私がたった一人で公園に座っていたら変なおじさんです。でも2才児と二人で座っていたらいいおじさんです。人間は宇宙の相対性の中で暮らしています。幼児はいるだけで人をよい存在にする。人は、幼児に信頼され、信頼される時間に感謝し、幼児にあこがれて生きてゆくのがいい。
技術や仕組みの進歩に惑わされると、急速な進歩が何万年もの間育まれてきた人間の感性や本能を退化させていることに気づかなくなります。もう一度、「人は、信じあうために生まれてくる。その原点に子育てがある」ことを保育や教育の場で、意識的に幼児を眺めることによって思いだすといいのです。「親を育て、絆を育む」という役割を、園が幼児たちに果たさせてあげる時だと思います。
子どもを産み、育てることは宇宙から与えられた尊い仕事。宇宙との対話、親が自分自身を体験することでした。
見えにくいのですが、もっと尊い仕事は、子どもが親を育てること。それは宇宙の動きそのもの。一人では生きられないことを宣言し、利他の道を示すこと。宇宙の意思、姿が現れます。
幼保一体化。幼稚園が雇用労働施策に取り込まれようとしています。
「希望するすべての子どもに家庭以外の居場所を作ります」と政治家は言う。しかし、子どもたちの希望はまず家庭に居場所があること。それがないなら、社会に人間性が欠けてきたということ。親子という選択肢のない関係に感謝する機会が失われつつあるのです。5年以内にもう25万人未満児を預かろうという政府の動きは、子どもたちの希望では絶対にありません。乳幼児と過ごす時間を減らすことで社会から想像力と理解力が欠けてゆきます。モラル・秩序が欠けてゆく。経済施策の次元ではない、国家の心のインフラに関わる問題です。
「就学前のすべての希望する子どもたちに質の良い居場所を。=幼保一体化など」と政治家が書きます。
幼稚園・保育園、それぞれ大切。

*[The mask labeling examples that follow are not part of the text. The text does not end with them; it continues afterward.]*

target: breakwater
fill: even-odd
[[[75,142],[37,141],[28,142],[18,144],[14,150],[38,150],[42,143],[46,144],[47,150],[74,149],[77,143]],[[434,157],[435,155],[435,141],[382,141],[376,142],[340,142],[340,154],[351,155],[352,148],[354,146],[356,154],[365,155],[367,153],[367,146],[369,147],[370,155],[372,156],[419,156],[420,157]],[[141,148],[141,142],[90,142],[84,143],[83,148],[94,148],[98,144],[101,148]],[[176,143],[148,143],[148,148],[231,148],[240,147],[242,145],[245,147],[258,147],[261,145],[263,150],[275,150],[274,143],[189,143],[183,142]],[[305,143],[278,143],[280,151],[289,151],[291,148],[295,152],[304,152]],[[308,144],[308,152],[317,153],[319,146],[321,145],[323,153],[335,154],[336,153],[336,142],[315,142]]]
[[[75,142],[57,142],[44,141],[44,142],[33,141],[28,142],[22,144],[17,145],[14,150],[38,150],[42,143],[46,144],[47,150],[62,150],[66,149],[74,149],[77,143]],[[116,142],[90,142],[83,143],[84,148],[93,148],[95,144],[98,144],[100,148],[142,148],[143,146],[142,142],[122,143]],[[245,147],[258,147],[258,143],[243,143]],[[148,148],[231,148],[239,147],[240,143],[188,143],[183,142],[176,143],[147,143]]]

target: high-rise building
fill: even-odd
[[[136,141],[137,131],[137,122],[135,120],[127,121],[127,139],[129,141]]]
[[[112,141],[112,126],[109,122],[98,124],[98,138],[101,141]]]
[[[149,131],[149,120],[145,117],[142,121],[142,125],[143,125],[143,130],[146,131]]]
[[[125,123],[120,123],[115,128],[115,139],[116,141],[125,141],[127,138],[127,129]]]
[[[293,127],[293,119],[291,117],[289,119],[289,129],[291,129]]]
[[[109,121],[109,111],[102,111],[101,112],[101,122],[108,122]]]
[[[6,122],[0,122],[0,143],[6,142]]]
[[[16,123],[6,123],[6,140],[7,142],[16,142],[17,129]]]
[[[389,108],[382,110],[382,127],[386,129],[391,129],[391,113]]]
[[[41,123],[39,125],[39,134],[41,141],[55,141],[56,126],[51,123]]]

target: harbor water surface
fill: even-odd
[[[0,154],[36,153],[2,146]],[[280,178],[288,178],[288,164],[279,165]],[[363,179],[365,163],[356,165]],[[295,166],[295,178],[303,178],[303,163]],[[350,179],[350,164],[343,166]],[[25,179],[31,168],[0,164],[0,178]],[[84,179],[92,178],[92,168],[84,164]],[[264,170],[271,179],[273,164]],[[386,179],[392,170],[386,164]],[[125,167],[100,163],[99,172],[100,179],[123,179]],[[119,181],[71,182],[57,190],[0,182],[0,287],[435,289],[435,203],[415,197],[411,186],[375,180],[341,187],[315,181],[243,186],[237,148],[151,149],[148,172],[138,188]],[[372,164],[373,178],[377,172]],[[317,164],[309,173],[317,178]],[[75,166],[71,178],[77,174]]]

どちらを選択するか、決断を迫られることはもっと大切。子どもを一日平均十時間、年に260日他人に預けるには決意と自覚が求められるのです。「安心して子どもを預けられる環境づくり」が「気楽に子どもを預けられる環境づくり」になったら、福祉も学校も民主主義も成り立たなくなる。人間の作った仕組みの多くが、親が親らしいことを前提に作られているからです。発言できない幼児の希望を想像することは、大人たちが人間性や生き方を問われることです。
「幼保一体化は、多くの関係者の悲願でした。」と学者が言います。
「幼保一体化は多くの関係者の悲願」ではありません。子どもや親たち、現場で働く保育者の悲願でもない。幼保一体化を進める政府のワーキングチームの座長が、公共放送で本質に関わる事実ではないことを言う。
新待機児童ゼロ作戦に「希望するすべての人が子どもを預けて働くことが出来る社会」を目指す、と書かれたとき、「希望するすべての子どもが親と一緒にいることが出来る社会」を目指す方が自然ではないか、と心を痛めた保育士がたくさんいました。
「一日体験保育」が少しずつ始まっています。せめて年に一日一人ずつ、親たちが「さあ、今日はあなたたちが優先です」という姿勢を自分の子だけではなく他の子たちにも見せてくれたら、人間社会に信頼と絆を取り戻す一歩になるはず。幼児という一番幸せそうな集団が、人間たちからいい人間性をひき出す力を信じれば、この国はまだ間に合うかもしれない。
幼稚園という選択肢がある自治体では、まだ7割の親が子どもを幼稚園に預けます。子どもたちのために、その気持ち、本能を保育界が守り続けなければいけません。